Ueland’s example is Van Gogh—how he speaks in his letters to his brother of drawing a scene outside his window with a tree and a star and a luminous sky. He drew it because he loved it. She offers other quotes from his letters about painting what he loves, being with what is real and meaningful to him, sinking his presence into this love.
…”the creative impulse of Van Gogh, a great genius, was simply loving what he saw and then showing off, but out of generosity….I understand that writing is this: an impulse to share with other people a feeling or truth that I myself had. That writing is not a performance but a generosity.”
And then I get it—I have been a victim of the “shoulds,” me, who “should” know better. How many people do I support to do their writing—dozens—but finding my way back to my own writing? Difficult. Yet this fallow period seems a useful experience because I know that as long as I’m struggling with the same things that my students struggle with, I will be freshly tuned into the same challenges that are hard for them. As long as I’m writing essays to try out a new voice or form (when I’m able to write), or trying to come out of a bleak writing period like now, I’m close emotionally to all that goes on as we write, as we try to shape worlds from words. I’m inside the struggle, just like they are.
After I read the quote about writing from love, I took a long walk with the idea of writing from love tingling in my mind. I realized as I walked that the burden of “I should write today” was clogging up my creative process. Very gently I began to think about what I loved, and why I write about creativity and passion and memoir, and what it does for me to carry that torch. After my walk, on the way home in the car, another bit of synchronicity happened: on NPR Armistad Maupin was interviewing Alan Cumming about his book Not My Father’s Son: A Memoir.
I recognized him from his role in “The Good Wife,” and as the host of Masterpiece Theatre. In the interview with Maupin, he spoke about the journey that his family took as part of a program on genealogy. The producers research the family’s past and come up with surprises that are presented on the air without previous warning. His memoir goes into that experience/shock along with the story of his own personal past. His book tells the tales of his childhood, which include heart stopping details about the physical and mental abuse by his father.

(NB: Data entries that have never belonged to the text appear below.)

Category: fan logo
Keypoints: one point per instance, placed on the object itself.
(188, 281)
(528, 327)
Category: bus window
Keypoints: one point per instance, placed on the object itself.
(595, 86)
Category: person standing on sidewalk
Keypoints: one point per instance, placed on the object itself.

He told the audience how empowering it was to take the stories and memories that have always been a secret and bring them out into the open. Most of the time we find ourselves protecting the abusers and carrying the shame ourselves for what happened, but telling our truth frees us from the trap. He acknowledged it was difficult for him and his family to be so exposed in the program about their past, and then in the memoir, but now he, his mother and brother are free from protecting the father. They have healed and moved on.
So between Brenda Ueland’s wisdom and Alan Cumming’s confessions, I returned to myself and my writing, and the reasons that I do what I do—out of the love of helping others heal and my belief that the truth does indeed set us free. In the middle of our struggles with voice and permission and truth, sometimes we need to lay low, to muse and to dream, and not give ourselves too hard a time about it. We need to look for the clues that can pull us out again into the light. We need to circle back to doing what we must do—because we love it and it gives our lives meaning.
In writing this, I came back to myself.